Last updated on April 8, 2021
The Pew Research Center is a widely known nonpartisan fact-gathering organization based in Washington, D.C., that is broadly viewed as authoritative on information it releases pursuant to polling and research on many issues important in American life.
One of its recurrent research themes stresses, broadly, important aspects relating to the American family and trends concerning it. Those include things like family composition, education and income levels of care givers, job mobility, attitudes toward religion, marriage and divorce, and other key considerations.
The focus of recent Pew research focuses on single-parent families in the United States, with new analysis pointing to some interesting trends and fundamental demographic changes in recent years.

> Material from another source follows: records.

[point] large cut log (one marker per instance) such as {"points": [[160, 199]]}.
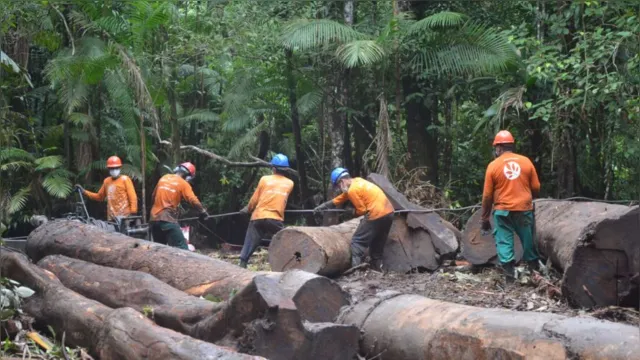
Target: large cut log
{"points": [[108, 334], [266, 298], [444, 239], [595, 245], [190, 272], [326, 250], [412, 327]]}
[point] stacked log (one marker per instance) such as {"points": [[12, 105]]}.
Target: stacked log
{"points": [[108, 333], [264, 300], [412, 327], [190, 272], [416, 241], [595, 245]]}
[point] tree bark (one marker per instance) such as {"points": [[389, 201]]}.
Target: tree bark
{"points": [[594, 245], [107, 333], [231, 322], [190, 272], [412, 327]]}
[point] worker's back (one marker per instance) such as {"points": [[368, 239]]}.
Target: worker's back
{"points": [[270, 197], [513, 180]]}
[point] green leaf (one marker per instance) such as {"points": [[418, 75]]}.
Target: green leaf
{"points": [[360, 53]]}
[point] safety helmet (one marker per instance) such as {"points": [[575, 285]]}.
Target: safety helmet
{"points": [[114, 162], [189, 167], [280, 160], [503, 137], [337, 174]]}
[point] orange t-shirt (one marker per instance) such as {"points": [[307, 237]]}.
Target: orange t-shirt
{"points": [[367, 198], [171, 189], [270, 197], [510, 183], [120, 194]]}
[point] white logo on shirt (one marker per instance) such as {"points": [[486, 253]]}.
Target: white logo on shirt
{"points": [[511, 170]]}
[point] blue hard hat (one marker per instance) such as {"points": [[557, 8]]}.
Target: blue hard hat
{"points": [[280, 160], [338, 173]]}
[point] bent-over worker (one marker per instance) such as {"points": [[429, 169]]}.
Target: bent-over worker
{"points": [[118, 190], [266, 206], [369, 200], [511, 183], [171, 189]]}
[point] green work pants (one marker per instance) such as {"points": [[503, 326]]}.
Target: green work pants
{"points": [[507, 223], [167, 233]]}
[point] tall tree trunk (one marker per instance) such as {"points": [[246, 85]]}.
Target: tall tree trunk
{"points": [[295, 123], [173, 118], [421, 141]]}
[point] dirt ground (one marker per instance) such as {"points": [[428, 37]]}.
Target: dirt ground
{"points": [[463, 284]]}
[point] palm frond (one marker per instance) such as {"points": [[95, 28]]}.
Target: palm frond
{"points": [[57, 184], [444, 19], [360, 53], [15, 154], [18, 200], [200, 115], [305, 34], [48, 162]]}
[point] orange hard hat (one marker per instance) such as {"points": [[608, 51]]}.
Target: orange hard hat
{"points": [[503, 137], [114, 162], [190, 167]]}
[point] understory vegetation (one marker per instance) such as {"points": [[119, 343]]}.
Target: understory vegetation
{"points": [[411, 89]]}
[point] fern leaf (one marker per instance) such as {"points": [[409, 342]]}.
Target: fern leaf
{"points": [[360, 53], [305, 34]]}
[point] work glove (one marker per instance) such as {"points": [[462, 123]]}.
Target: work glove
{"points": [[322, 207], [485, 227]]}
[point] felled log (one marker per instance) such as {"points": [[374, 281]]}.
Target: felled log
{"points": [[594, 244], [444, 239], [597, 246], [190, 272], [412, 327], [266, 298], [108, 334]]}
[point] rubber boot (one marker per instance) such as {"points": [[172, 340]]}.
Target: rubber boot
{"points": [[509, 272]]}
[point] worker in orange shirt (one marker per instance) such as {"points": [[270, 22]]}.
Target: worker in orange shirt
{"points": [[118, 190], [266, 208], [171, 189], [511, 183], [369, 200]]}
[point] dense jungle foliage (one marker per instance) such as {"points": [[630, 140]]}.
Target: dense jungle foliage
{"points": [[412, 89]]}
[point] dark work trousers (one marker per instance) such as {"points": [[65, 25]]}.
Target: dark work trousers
{"points": [[370, 234], [258, 230], [167, 233]]}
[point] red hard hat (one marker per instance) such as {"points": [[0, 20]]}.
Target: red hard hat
{"points": [[114, 162], [190, 167], [503, 137]]}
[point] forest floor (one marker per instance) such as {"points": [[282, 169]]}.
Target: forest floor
{"points": [[462, 284]]}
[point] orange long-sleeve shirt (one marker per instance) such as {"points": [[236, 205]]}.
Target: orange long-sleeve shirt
{"points": [[171, 189], [510, 183], [367, 198], [120, 194], [270, 198]]}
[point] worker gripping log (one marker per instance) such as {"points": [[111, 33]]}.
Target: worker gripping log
{"points": [[118, 190], [171, 189], [511, 183], [266, 207], [368, 200]]}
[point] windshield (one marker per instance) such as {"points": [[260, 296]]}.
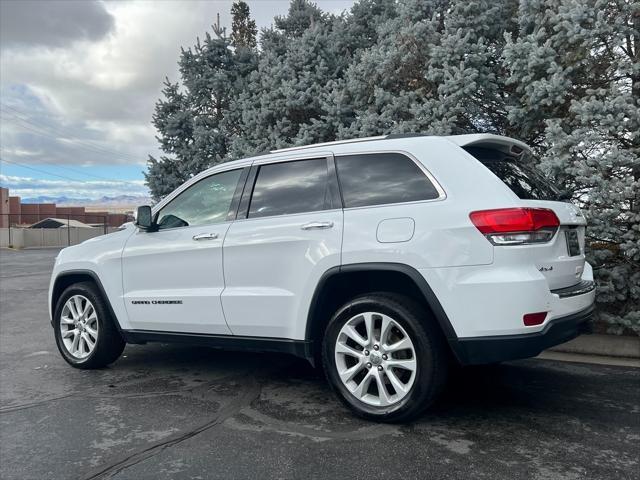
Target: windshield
{"points": [[525, 181]]}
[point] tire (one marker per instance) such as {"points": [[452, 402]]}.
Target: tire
{"points": [[98, 326], [412, 391]]}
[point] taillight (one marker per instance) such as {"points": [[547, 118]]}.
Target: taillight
{"points": [[531, 319], [516, 226]]}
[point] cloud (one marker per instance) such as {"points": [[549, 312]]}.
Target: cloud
{"points": [[82, 91], [52, 23], [27, 187]]}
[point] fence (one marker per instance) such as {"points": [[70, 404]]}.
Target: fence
{"points": [[32, 230]]}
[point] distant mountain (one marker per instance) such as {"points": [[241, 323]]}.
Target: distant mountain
{"points": [[119, 200]]}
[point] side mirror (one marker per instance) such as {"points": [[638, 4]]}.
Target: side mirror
{"points": [[144, 218]]}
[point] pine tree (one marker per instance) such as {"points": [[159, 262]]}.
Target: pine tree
{"points": [[243, 27], [563, 76], [190, 120], [574, 68]]}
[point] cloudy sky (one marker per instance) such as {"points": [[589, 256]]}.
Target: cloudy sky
{"points": [[78, 83]]}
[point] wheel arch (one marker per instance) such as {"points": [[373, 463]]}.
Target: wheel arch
{"points": [[69, 277], [340, 283]]}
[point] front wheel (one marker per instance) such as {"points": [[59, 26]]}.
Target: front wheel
{"points": [[384, 357], [85, 331]]}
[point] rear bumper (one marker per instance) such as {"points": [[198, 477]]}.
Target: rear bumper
{"points": [[491, 349]]}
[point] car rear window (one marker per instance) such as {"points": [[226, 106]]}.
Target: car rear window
{"points": [[382, 178], [524, 180]]}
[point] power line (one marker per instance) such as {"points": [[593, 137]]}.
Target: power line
{"points": [[65, 177], [46, 130], [57, 128], [43, 171]]}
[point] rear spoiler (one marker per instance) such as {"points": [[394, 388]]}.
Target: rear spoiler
{"points": [[489, 140]]}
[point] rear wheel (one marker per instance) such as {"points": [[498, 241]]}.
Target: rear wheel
{"points": [[384, 357], [85, 331]]}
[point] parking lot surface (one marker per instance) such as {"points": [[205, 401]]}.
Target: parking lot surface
{"points": [[175, 411]]}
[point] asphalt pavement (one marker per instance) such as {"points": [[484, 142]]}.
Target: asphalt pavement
{"points": [[175, 411]]}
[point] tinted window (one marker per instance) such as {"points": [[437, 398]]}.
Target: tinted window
{"points": [[380, 178], [523, 180], [203, 203], [291, 187]]}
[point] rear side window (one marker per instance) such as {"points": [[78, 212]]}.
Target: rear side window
{"points": [[380, 178], [291, 187], [523, 180]]}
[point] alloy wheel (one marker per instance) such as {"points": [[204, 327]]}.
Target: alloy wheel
{"points": [[79, 326], [375, 359]]}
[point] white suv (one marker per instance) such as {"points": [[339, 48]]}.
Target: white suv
{"points": [[383, 258]]}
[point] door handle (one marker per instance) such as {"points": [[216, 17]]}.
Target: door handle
{"points": [[205, 236], [316, 225]]}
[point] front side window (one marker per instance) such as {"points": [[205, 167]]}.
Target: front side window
{"points": [[203, 203], [291, 187], [381, 178]]}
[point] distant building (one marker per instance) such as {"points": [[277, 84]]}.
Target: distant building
{"points": [[15, 213], [4, 207]]}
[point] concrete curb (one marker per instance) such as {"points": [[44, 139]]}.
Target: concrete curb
{"points": [[602, 345]]}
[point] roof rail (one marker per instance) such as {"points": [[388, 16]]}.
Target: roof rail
{"points": [[338, 142]]}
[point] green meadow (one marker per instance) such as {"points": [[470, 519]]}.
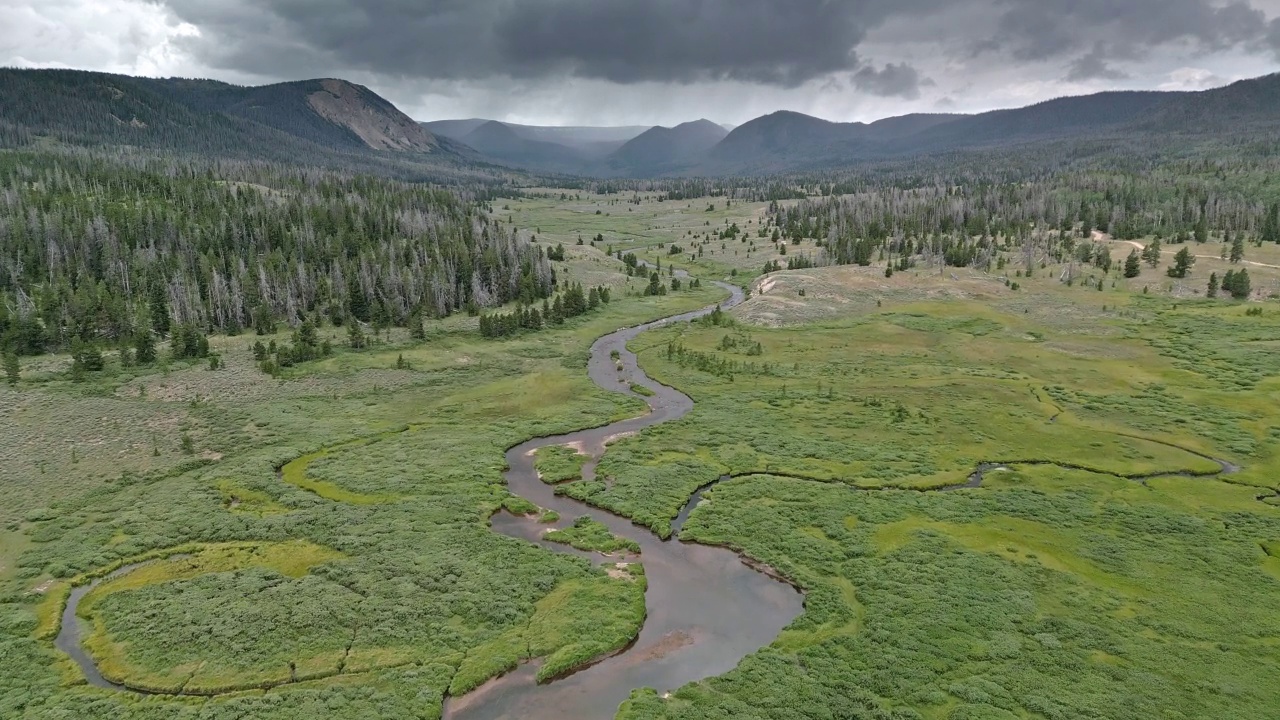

Those focus most centrally on what might broadly be termed fathers’ rights, especially in areas such as child custody and visitation, the number of family homes led by single fathers, the progressively increased role of fathers as caregivers within the home, and related matters.
Researchers note, for example, the fundamental shift in the sheer number of single dads heading households across the country, including in Georgia. In 1960, that number stood at a paltry 300,000. Today it is estimated at around 2.6 million, a ninefold increase.
Moreover, that paradigm shift is accompanied by a higher level of appreciation in society generally toward the important role that dads play in the lives of their children. As stated in a recent media article on the subject, “dads are getting more credit for the influence they have as parents.”
In recent decades, single fathers have tripled their amount of interaction with their children.
The Pew research analyzed data culled from the U.S. Census Bureau.